The ability to represent accurate and realistic 3D shapes with machine learning techniques has made a significant impact in the world of computer graphics and vision. More recently, a new technique called neural implicit representation has emerged as a novel way to more accurately represent 3D shapes, pushing the boundaries of innovation in automating complex 3D geometry, with ease and efficiency.
New work by computer scientists, Alec Jacobson, PhD, and Nicholas Sharp, PhD, at University of Toronto (U of T), addresses the next frontier: How to put these representations to work. The team have developed a novel technique to automate a wide range of geometric queries that enable detail-rich 3D representation in a number of applications.
“We wanted to develop tools to make it easier to apply these exciting representations to downstream applications in computer graphics like animation, physical simulation, computational fabrication, or robotics,” says Sharp, the paper’s first author and postdoctoral research fellow at U of T.
The researchers are slated to demonstrate their work titled, “Spelunking the Deep: Guaranteed Queries on General Neural Implicit Surfaces via Range Analysis”, at SIGGRAPH 2022 held Aug. 8-11 in Vancouver, BC, Canada. The annual conference, which will be in-person and virtual this year, spotlights the world’s leading professionals, academics, and creative minds at the forefront of computer graphics and interactive techniques.

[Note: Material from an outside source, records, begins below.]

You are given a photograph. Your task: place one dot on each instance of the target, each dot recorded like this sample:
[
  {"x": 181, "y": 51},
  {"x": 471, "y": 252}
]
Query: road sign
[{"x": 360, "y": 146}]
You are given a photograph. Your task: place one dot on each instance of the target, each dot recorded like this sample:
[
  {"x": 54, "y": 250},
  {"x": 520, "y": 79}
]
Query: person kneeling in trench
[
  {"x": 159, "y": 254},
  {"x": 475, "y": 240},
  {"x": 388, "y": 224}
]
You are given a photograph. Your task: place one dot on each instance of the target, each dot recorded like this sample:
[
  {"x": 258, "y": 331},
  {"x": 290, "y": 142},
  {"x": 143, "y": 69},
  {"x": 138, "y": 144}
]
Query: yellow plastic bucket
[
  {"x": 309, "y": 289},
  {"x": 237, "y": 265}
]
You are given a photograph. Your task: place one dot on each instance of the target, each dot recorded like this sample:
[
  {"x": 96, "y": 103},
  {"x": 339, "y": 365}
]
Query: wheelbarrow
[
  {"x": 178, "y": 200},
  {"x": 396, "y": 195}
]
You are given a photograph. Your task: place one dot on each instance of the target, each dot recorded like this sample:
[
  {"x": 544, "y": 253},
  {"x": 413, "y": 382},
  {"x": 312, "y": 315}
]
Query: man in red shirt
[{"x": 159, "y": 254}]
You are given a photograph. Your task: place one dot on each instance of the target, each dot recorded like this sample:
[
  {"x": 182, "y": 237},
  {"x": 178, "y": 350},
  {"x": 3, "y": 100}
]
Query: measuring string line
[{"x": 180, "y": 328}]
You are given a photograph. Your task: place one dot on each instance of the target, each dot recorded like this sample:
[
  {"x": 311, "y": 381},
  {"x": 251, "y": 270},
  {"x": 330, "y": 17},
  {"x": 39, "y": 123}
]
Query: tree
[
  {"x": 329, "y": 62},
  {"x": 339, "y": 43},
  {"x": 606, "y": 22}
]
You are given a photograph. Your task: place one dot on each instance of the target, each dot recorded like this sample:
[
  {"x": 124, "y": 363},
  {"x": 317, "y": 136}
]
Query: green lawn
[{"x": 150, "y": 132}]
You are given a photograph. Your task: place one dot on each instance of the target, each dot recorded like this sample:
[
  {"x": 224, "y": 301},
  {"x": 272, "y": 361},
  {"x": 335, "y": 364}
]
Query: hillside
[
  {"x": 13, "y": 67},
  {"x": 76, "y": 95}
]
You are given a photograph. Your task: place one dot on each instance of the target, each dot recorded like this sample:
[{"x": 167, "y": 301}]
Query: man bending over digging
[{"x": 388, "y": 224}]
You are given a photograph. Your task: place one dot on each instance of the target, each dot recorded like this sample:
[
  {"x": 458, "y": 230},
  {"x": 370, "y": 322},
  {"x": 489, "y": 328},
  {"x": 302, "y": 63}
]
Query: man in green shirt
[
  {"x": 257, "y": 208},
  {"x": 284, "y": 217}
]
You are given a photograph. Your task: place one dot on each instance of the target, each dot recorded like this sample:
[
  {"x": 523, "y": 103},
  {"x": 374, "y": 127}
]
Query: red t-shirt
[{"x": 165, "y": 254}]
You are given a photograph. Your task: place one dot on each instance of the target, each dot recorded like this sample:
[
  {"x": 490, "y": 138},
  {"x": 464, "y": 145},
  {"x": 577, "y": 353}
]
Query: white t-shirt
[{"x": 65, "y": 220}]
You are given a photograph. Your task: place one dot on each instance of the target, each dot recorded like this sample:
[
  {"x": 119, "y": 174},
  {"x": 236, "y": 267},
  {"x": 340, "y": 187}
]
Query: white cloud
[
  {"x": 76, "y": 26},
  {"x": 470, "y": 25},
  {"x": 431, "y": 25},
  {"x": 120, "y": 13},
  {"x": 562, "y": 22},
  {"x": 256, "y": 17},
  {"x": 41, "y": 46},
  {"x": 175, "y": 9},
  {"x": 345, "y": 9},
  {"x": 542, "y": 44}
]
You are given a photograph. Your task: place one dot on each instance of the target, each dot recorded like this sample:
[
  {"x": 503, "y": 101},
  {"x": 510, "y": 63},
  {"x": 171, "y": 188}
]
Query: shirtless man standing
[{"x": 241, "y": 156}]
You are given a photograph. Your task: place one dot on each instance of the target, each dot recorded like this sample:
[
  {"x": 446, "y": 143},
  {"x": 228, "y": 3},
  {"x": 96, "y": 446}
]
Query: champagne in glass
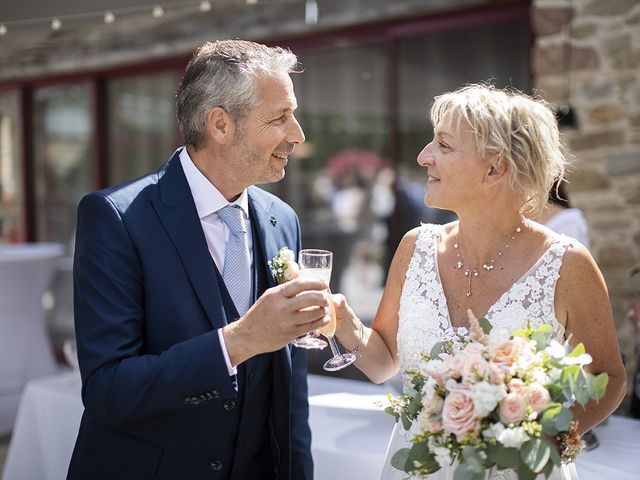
[{"x": 316, "y": 265}]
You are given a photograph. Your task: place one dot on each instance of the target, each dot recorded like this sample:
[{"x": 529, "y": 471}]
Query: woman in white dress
[{"x": 492, "y": 160}]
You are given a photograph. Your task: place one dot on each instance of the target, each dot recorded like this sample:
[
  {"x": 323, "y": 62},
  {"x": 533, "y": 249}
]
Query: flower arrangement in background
[{"x": 495, "y": 401}]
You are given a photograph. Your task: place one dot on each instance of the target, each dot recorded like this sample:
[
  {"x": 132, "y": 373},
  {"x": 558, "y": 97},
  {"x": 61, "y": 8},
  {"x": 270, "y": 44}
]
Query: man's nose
[{"x": 296, "y": 135}]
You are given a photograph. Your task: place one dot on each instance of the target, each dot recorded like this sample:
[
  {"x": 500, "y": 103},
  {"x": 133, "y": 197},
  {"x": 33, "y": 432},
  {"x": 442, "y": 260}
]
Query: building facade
[{"x": 91, "y": 104}]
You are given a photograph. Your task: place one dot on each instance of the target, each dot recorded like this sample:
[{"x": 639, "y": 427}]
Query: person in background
[
  {"x": 560, "y": 217},
  {"x": 493, "y": 158},
  {"x": 182, "y": 331}
]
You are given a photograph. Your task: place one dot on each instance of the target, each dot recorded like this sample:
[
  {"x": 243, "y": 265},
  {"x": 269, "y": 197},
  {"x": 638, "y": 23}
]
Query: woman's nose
[{"x": 425, "y": 157}]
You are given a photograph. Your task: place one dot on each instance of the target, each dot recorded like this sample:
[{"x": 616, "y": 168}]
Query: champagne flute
[
  {"x": 316, "y": 265},
  {"x": 339, "y": 360}
]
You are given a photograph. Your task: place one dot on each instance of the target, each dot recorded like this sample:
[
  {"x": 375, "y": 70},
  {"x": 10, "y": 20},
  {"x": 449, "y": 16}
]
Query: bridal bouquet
[{"x": 493, "y": 400}]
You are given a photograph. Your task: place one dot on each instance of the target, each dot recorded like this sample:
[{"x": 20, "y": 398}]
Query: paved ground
[{"x": 4, "y": 444}]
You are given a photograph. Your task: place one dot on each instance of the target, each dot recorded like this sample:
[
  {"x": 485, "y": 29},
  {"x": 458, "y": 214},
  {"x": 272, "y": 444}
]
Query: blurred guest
[{"x": 560, "y": 217}]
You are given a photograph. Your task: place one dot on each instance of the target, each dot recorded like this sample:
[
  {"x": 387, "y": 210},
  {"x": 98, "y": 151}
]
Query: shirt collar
[{"x": 206, "y": 196}]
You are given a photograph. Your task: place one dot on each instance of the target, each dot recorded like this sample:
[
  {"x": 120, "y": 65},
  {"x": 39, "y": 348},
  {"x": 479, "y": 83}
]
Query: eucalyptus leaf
[
  {"x": 577, "y": 351},
  {"x": 485, "y": 325},
  {"x": 391, "y": 411},
  {"x": 465, "y": 472},
  {"x": 437, "y": 349},
  {"x": 563, "y": 419},
  {"x": 554, "y": 456},
  {"x": 419, "y": 452},
  {"x": 502, "y": 456},
  {"x": 535, "y": 454},
  {"x": 406, "y": 422},
  {"x": 525, "y": 473},
  {"x": 399, "y": 459}
]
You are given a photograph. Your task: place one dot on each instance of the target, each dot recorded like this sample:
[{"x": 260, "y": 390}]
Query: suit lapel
[
  {"x": 177, "y": 211},
  {"x": 269, "y": 239}
]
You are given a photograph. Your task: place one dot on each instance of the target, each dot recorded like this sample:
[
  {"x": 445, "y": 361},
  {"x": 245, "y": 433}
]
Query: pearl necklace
[{"x": 474, "y": 272}]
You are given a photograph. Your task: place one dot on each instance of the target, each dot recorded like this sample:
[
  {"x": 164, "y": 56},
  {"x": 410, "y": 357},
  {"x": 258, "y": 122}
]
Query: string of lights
[{"x": 156, "y": 11}]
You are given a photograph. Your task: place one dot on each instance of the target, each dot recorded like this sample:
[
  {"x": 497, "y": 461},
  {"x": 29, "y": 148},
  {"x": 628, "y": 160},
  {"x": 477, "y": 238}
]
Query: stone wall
[{"x": 587, "y": 53}]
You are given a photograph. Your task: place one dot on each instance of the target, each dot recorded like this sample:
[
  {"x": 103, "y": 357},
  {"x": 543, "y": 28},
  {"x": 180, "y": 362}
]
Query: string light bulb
[
  {"x": 157, "y": 11},
  {"x": 311, "y": 12}
]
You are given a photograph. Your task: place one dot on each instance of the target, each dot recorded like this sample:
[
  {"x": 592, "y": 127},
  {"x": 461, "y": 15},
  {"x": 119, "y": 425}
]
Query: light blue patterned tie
[{"x": 237, "y": 268}]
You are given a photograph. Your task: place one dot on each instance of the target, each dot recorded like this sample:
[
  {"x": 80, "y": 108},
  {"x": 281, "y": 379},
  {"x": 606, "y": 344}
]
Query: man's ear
[
  {"x": 497, "y": 170},
  {"x": 219, "y": 125}
]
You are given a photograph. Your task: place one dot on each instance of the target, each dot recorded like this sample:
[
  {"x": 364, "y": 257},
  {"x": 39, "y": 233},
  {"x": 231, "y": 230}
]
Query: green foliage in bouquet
[{"x": 492, "y": 401}]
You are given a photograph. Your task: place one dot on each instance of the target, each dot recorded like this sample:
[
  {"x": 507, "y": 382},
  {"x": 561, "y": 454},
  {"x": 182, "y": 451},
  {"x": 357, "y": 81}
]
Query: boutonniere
[{"x": 283, "y": 265}]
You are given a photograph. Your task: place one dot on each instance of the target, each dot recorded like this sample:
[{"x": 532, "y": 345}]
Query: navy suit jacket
[{"x": 155, "y": 384}]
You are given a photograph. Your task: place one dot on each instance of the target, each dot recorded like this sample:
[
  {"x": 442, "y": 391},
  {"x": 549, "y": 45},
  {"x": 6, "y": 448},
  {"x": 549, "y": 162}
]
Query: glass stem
[{"x": 334, "y": 346}]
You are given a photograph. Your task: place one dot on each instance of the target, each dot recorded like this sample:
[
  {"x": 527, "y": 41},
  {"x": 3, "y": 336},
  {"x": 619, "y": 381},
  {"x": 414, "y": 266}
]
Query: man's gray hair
[{"x": 223, "y": 74}]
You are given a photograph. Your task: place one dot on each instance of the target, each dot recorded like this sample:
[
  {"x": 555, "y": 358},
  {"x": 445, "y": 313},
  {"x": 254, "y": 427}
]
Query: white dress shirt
[{"x": 209, "y": 201}]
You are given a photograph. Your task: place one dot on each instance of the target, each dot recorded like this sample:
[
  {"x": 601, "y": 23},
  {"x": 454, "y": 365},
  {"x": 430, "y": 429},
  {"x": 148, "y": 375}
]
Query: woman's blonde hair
[{"x": 519, "y": 129}]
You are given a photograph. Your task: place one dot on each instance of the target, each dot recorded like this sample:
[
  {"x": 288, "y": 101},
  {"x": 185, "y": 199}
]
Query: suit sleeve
[
  {"x": 121, "y": 380},
  {"x": 301, "y": 460}
]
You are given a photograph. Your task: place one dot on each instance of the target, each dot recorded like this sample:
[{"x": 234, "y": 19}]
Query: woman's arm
[
  {"x": 378, "y": 351},
  {"x": 583, "y": 303}
]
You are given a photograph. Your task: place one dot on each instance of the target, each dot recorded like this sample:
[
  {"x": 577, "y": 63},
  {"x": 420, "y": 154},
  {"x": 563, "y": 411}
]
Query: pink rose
[
  {"x": 475, "y": 368},
  {"x": 456, "y": 364},
  {"x": 429, "y": 424},
  {"x": 513, "y": 408},
  {"x": 515, "y": 385},
  {"x": 506, "y": 355},
  {"x": 439, "y": 371},
  {"x": 457, "y": 413},
  {"x": 432, "y": 402},
  {"x": 494, "y": 375},
  {"x": 537, "y": 396}
]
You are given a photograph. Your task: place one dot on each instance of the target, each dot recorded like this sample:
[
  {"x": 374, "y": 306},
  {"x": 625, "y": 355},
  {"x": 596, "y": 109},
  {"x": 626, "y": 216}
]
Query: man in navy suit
[{"x": 178, "y": 380}]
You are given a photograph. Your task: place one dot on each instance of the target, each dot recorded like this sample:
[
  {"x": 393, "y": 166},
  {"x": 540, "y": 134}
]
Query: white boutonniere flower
[{"x": 283, "y": 265}]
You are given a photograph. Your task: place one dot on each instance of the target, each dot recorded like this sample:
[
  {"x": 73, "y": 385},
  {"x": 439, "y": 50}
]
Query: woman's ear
[
  {"x": 219, "y": 125},
  {"x": 497, "y": 170}
]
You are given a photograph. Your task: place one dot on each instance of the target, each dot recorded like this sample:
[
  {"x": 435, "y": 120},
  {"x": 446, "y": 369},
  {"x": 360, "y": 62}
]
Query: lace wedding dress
[{"x": 424, "y": 321}]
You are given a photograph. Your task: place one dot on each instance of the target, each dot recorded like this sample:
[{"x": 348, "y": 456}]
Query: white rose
[
  {"x": 513, "y": 437},
  {"x": 486, "y": 397},
  {"x": 443, "y": 456}
]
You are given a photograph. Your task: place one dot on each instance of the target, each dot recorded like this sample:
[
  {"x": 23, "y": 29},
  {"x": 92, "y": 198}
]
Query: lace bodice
[{"x": 424, "y": 315}]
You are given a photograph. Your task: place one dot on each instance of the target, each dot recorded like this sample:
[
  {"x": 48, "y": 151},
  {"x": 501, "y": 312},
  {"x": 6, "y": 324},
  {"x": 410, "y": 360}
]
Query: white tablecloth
[
  {"x": 349, "y": 430},
  {"x": 26, "y": 271}
]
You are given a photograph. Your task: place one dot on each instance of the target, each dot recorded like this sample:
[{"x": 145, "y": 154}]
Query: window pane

“Ten years ago, we witnessed a dramatic change in computer vision research when deep learning methods took over. The current excitement around neural implicits could be a similar moment for computer graphics research,” says Jacobson, associate professor of computer science at U of T.
Neural implicit representations encode a shape by taking a point in 3D space as input; if the neural network outputs a positive value, that point is outside the shape, and a negative value means the point is inside the shape. But, if you have two shapes represented and want to determine if these two shapes intersect there is no clear, efficient way to do this.
For example in computer graphics, to make the character (shape one) interact with the scene or the environment, it is useful to know whether the character’s body intersects with objects (shape two) in the scene. How is this determined?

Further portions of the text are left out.